Example 1: Qualified Nonprofit Does Not Participate in Management Decisions
A for-profit organization and qualified nonprofit organization are general partners for an LIHC project. The nonprofit organization fully participated in the development of the project, but has not participated in (directly or through a representative) any monthly management meetings in year 3 of the compliance period and does not otherwise participate on a regular, continuous, or substantial basis.
The property is out of compliance for year 3 of the compliance period.
Example 2: Management Company Employee Provides Volunteer Services
A for-profit organization and qualified nonprofit organization are general partners for an LIHC project. The third party management company operating the project reports to the for-profit general partner. The management company employs a property manager who signed an agreement to be a “volunteer” for the non-profit and provide services for the nonprofit organization.
The property is not in compliance because the property manager’s agreement to be a volunteer is part of its employment responsibilities to the for-profit organization.
Should a state agency become aware of noncompliance with other requirements imposed under IRC §42(h)(5), Form 8823 should be filed noting the issue. Areas of noncompliance may include:
- The qualified nonprofit organization loses its exempt status. As part of the preparation for a review of an LIHC property owned by a qualified nonprofit organization under IRC §42(h)(5), state agencies may confirm that the nonprofit is a qualified tax-exempt organization by using the IRS website. Enter “78” into the “Search IRS site for” feature; the response will be “Chances are you are looking for Publication 78, Search for Exempt Organizations”; clicking on the underline portion will provide an alphabetical listing of exempt organizations. The state agency should request documentation of tax-exempt status if the organization is not included on the list.

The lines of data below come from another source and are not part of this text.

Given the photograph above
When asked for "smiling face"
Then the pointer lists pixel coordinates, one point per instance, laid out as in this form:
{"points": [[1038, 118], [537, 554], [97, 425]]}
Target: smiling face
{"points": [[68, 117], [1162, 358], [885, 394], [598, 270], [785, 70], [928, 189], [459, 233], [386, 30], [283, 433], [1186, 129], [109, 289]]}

- The qualified nonprofit organization does not have an ownership interest in the low-income housing project.
Back in Compliance
LIHC projects are considered back in compliance in a taxable year when a qualified nonprofit organization owns an interest in the project and satisfies the material participation test set forth in IRC §469(h)(1) for that taxable year.
Example 1: Qualifying Nonprofit Organization Begins Attending Management Meetings
A for-profit organization and a qualified nonprofit organization are general partners for an LIHC project. The nonprofit organization materially participated in the on-going operation of the project in years 2, 3, and 4. They did not materially participate in year 5. It was determined that in year 7 of the compliance period, the nonprofit organization materially participated.
The property is out of compliance as of December 31st of year 5 and back in compliance as of December 31st of year 7.
1. IRC §42(h)(5)
2. Senate Report. 99-313, 99th Cong. 2nd Session, 1986-3 C.B. (Vol. 3) 732
1Treas. Reg. §1.469-5T provides rules for determining the material participation for individuals. IRC §469(h)(4) and Treas. Reg. §1.469-5T(g)(3) provide rules for determining the material participation of certain corporations. Because neither of these provisions applies to nonprofit organizations, they should be reviewed for illustrative purposes only. The general facts and circumstances test of IRC §469(h)(1) is the test applicable to nonprofit organizations.